I gotta be honest, the whole thing is starting to sound more and more like caprice, which is actually less appealing to me than the motives I had been ascribing to fudgers.
 


Fifth Element said:
No one, as far as I can tell, is advocating that fudging should be used to prevent any and all PC death. Fudging as I use it is completely discretionary. There are no rules to its application. Basically I use it if it feels like the right thing to do in the particular situation.

That is the fundamental problem, right there. If it were not arbitrary, then it would not be "fudging", would it? It would merely be adjudication in accordance with rules.

I rather doubt that anyone here would go into a game of Axis & Allies expecting that dice rolls should get changed because he or she "feels like it's the right thing to do" in a situation in which the Allies might lose.

Some of us see D&D just the same way. It does not matter how we may happen to see some other entertainment, even whether we call that other an RPG or not. Our purpose in choosing to play D&D is in keeping with its provision of the possibility of dice-rolls delivering a TPK.

Some others see D&D as something different, something in which there is such a thing as an "undesirable" result that needs to be "fudged" -- for example, a TPK. That they prefer "fudging" to adopting rules that would not necessitate it obviously indicates an ethos with considerable subtlety in its nuances.
 


As DM, I don't like to fudge. Partly because no matter how story-like the game becomes, it's always rooted in a (complicated) game of chance. Mainly, though, I don't like to fudge because I want to be surprised by where the game goes, and nothing takes the game to strange new places like the right random dice rolls.

Well, nothing except the crackpot plans of the players.

On the other hand, I don't like frequent PC death. Our campaigns revolve around developing interesting, if frequently pathological, characters and sending them off on crazy adventures. In this way our games resemble serial adventure stories. Protagonist death is rare or non-existent, but failure is always knocking at the door.

Think of Whedon's Firefly... now remove most of the quality, and add in a heaping dose of surrealism. My games in a nutshell.

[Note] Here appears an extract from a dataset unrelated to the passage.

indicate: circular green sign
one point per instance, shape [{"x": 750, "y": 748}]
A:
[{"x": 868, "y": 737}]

I don't need to fudge because I've taken PC death almost entirely off the table. PC failure leads to more playable consequences, not rolling a new character. Works like a charm for us, but I can how this kind of play would be unsatisfying if the biggest kick you get from the game is survival in a ruthless environment. Our style only works if the player's have characters whose goals extend beyond survival.
 

I rather doubt that anyone here would go into a game of Axis & Allies expecting that dice rolls should get changed because he or she "feels like it's the right thing to do" in a situation in which the Allies might lose.
I rather doubt anyone would start a game of Axis and Allies and expect it to last for several years.

(Neither world I expect any of the players to start talking like Churchill. Well, actually, I wouldn't put that past some of my friends, or, for that matter, myself.)
 

I suspect that there are rules governing a given GM's "fudging", but that they are too complex for codification. The GM might not even need to formulate them consciously, depending instead on a sense of the situation of the sort that we might call "intuition". In similar manner, an athlete might not quantify in an equation the physics of a situation -- indeed, might make the wrong assessment if trying to solve the problem that way instead of trusting the "Mark I eyeball".

It should, I think, be informative that the technique is so much associated with reference to "the story". I am pretty sure that the ethos involved has to do with some perception of the process as indeed a form of fiction, and the GM in some sense as author and/or director of a drama.